With performances on 19th and 20th November at London’s Theatre503, The Knitting Pattern Play is the deathbed reverie of Purl, an 18th century aristocrat who, during the French Revolution and while awaiting her execution, sees three women knitting at the guillotine.
Known as Les Tricoteuses, these knitting women are actually the Three Fates, mythical crafters of human destiny. Purl begs them to give her back her life pattern of leisure and privileges, and free her from the unravelled chaos in which she finds herself.
The play explores the idea of patterns that dictate our behaviour in life and how binding this can be. Deborah Nash developed the concept from a module for an MA in Writing for Performance at Goldsmiths where students were asked to adapt a non-performative text for the stage. Ultimately the playwright chose a chapter from her childhood needlework book on knitting.
“What particularly interested me was how instructions for learning to knit could acquire a completely different meaning when transposed to another context, so throughout there are pieces of text from this book, some like nuggets of concrete poetry:”
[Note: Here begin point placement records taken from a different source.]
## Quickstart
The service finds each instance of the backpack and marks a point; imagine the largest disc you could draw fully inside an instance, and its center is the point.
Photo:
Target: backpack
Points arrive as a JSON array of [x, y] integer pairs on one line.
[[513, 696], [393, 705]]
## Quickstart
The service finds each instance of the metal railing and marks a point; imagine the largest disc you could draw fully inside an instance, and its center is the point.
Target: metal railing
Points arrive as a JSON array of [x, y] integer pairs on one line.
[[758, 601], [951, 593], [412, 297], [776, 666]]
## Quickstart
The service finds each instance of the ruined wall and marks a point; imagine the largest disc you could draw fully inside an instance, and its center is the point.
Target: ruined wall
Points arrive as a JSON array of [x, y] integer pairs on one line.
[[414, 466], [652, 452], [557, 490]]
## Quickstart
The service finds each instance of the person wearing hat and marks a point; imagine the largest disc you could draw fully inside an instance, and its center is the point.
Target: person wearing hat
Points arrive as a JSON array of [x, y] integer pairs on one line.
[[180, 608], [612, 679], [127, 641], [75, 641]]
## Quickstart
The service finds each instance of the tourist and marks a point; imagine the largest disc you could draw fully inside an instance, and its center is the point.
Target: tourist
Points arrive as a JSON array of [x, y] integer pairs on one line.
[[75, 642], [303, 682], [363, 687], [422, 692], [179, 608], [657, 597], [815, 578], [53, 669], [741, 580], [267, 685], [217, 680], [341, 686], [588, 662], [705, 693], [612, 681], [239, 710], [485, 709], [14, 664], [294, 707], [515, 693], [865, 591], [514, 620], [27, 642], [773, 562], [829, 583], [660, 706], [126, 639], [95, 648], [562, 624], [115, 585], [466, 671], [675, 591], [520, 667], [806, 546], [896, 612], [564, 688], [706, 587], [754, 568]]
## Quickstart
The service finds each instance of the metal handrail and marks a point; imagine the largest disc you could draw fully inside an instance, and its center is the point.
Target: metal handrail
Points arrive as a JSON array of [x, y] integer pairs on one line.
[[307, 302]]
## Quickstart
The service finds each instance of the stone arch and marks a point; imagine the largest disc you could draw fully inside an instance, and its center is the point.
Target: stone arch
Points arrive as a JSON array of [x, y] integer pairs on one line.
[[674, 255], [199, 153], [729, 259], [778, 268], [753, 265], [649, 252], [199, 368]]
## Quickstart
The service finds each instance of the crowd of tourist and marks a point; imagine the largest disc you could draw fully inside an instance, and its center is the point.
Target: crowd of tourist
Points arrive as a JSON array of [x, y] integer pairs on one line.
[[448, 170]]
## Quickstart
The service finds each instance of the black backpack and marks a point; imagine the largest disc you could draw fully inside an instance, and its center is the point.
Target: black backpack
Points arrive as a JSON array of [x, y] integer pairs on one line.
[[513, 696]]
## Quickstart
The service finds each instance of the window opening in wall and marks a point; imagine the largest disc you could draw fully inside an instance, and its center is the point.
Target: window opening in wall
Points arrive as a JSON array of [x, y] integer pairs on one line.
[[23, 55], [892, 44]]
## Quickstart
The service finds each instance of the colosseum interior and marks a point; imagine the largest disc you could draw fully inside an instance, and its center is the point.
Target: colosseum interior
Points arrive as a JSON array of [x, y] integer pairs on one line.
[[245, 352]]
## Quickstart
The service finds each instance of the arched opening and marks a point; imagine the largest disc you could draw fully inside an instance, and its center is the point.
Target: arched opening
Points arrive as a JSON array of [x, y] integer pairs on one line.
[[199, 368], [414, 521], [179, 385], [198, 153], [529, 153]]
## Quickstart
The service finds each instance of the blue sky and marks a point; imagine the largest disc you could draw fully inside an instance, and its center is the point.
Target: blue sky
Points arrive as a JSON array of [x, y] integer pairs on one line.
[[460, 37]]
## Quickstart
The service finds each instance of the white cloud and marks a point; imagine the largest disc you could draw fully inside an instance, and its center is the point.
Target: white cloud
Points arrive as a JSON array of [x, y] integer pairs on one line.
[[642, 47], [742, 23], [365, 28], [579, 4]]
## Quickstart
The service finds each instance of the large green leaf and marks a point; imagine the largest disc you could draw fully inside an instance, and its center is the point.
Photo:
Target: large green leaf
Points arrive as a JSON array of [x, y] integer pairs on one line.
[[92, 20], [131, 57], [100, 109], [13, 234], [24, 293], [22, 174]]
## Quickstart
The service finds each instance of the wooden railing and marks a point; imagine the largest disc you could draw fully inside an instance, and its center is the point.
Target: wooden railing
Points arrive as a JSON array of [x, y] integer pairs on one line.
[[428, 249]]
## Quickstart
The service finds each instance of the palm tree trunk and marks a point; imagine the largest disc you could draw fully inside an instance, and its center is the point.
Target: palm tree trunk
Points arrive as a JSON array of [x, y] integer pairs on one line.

A knitted 'distressed' Tricolour flag will form the show’s backdrop. Each of the three colours is being knitted by a different student, using an assortment of techniques, both hand and machine knitted.
The play also reflects current events, in the unravelling of establishment figures and concerns for a fairer, more equal society – which is echoed in Emily Harwood’s contemporary costumes and wigs.
The Knitting Pattern Play’s lively crowdfunding campaign has been supported by knitters and knitting groups alike, and has so far raised £2,200 to ensure the creative team are paid for their involvement in this exciting project.
According to tradition, Les Tricoteuses sat knitting while unfortunate aristocrats were executed at the guillotine, and the play does include some very gory-looking knitted heads.